Is Spivak's "Calculus" Enough for an Analysis Course?

[mitcho]

Is Spivak's "Calculus" rigourous and comprehensive enough for an analysis course?

I will be doing my first course in real analysis this year and the textbooks have just been released. The recommended text is Spivak's "Calculus" as the title suggests. I have a copy of Stewart's "Calculus" and have heard that the content is very similar except that Spivak is slightly more rigorous. I am a little skeptical that Spivak (based on what I have heard) will be enough for an entire analysis course and so was thinking about getting a specialized analysis text. Would you recommend this or not? Do you think Spivak will get me through?
Thanks

 

[QuarkCharmer]

I'm not sure if it's okay for an Analysis course (having not taken one myself), but I can tell you that Spivak's Calculus is NOTHING like Stewart. Not even remotely similar, it's so much more difficult you have no idea. Try to look at some of the problems of a section you are familiar with in amazon preview or google books or something...

 

[mitcho]

That may actually be the answer I am looking for... I heard it was slightly different but I thought that was only in the approach. If it is much more difficult as you suggest then it might just be rigorous/theoretical enough for analysis perhaps?

 

[micromass]

As an ANALYSIS course?? No, Spivak is not good enough for an analysis course. And Stewart is certainly not good enough, it's not even good enough for a calculus course in my opinion.

Spivak is in a way a bridge between calculus and analysis. It's a little too rigorous for calculus, but a little too easy for an analysis course.

The problem with Spivak is that it simply doesn't treat the right topics for an analysis course. It treats the normal calculus topics. But it doesn't get into the fun analysis things.

Then again, if your recommended book is Spivak, then just go along with it. But it won't be the rigorous analysis we're all used to.

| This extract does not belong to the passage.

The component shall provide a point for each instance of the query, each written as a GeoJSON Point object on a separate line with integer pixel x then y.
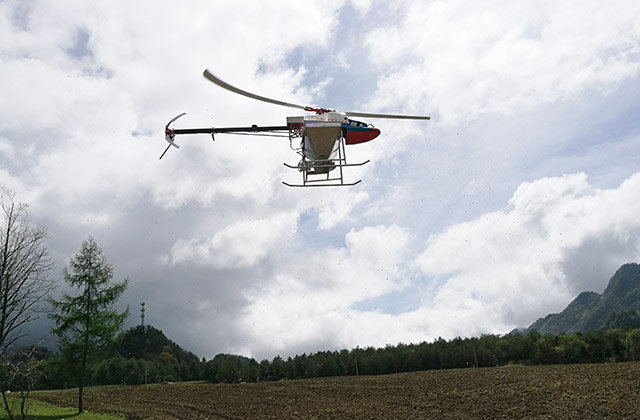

Check my blog for a collection of analysis books.

 

[jbunniii]

Spivak's treatment of calculus is closer in spirit to an analysis course than most calculus textbooks. If you learn from Spivak, you will have an easy transition to analysis texts such as Rudin's because you will already be very familiar with rigorous epislon-delta limiting arguments: why they are necessary, how to recognize when they are correctly done, and how to write your own. You will understand calculus at a more sophisticated level than if you learned it from Stewart. You will probably appreciate and admire Rudin's slickness rather than being bewildered by it.

Spivak doesn't cover any topology, and as I recall most of his theorems are for closed bounded intervals in R^1. An analysis course will generalize a lot of this material to arbitrary metric spaces, with R^n as a special case. This generalization actually makes a lot of the proofs cleaner, in addition to extending their domain of applicability. Compare Spivak's "Three Hard Theorems" with the analogous material in Rudin to see what I mean.

 

[JG89]

It might help if you post a quick summary of topics your course will cover.

 

[mathwonk]

In the old days, the progression was roughly: rigorous one variable (Spivak) calculus, Abstract algebra (Birkhoff and Maclane), rigorous advanced calculus (Loomis and Sternberg), introductory real and complex analysis via metric spaces as in Mackey's complex analysis book, general analysis as in Royden, (big) Rudin, or Halmos and Ahlfors, algebra as in Lang, and algebraic topology as in Spanier. Then you specialize.

In particular Spivak was written for a first semester freshman book.

 

[mitcho]

It might help if you post a quick summary of topics your course will cover.

This is the concise course summary and I have to say it doesn't look nearly as rigorous as analysis courses I have seen at other universities:
"Bounded & monotone sequences. Sequences & series of real functions. Intermediate & mean value theorems, iterative procedures. Taylor's Theorem & error estimates. Criteria for integrability. Vector functions, continuity & differentials. Implicit & Inverse Function Theorems & applications. Multiple integrals."

In particular Spivak was written for a first semester freshman book.

This was my concern, Stewart has gotten me through Calc I, II, III and so I am not sure if Spivak would be much of a step forward?

 

[JG89]

This is the concise course summary and I have to say it doesn't look nearly as rigorous as analysis courses I have seen at other universities:
"Bounded & monotone sequences. Sequences & series of real functions. Intermediate & mean value theorems, iterative procedures. Taylor's Theorem & error estimates. Criteria for integrability. Vector functions, continuity & differentials. Implicit & Inverse Function Theorems & applications. Multiple integrals."

Spivak will cover up to criteria for integrability. He will cover it very thoroughly and rigorously. You will need another book for the rest. You might want to try introduction to calculus & analysis volume 2 (which deals with multivariable calculus). His volume 1 deals with single variable calculus in a rigorous fashion, similar to Spivaks. So you may even want to check out both volumes.

 

[mathwonk]

more precisely, spivak was written for a first semester elite honors calculus course at harvard in the 1960's, and stewart was written for a non honors calculus course at the university of georgia in the 1990's.

i.e. spivak is on another plane disjoint from (and higher than) stewart.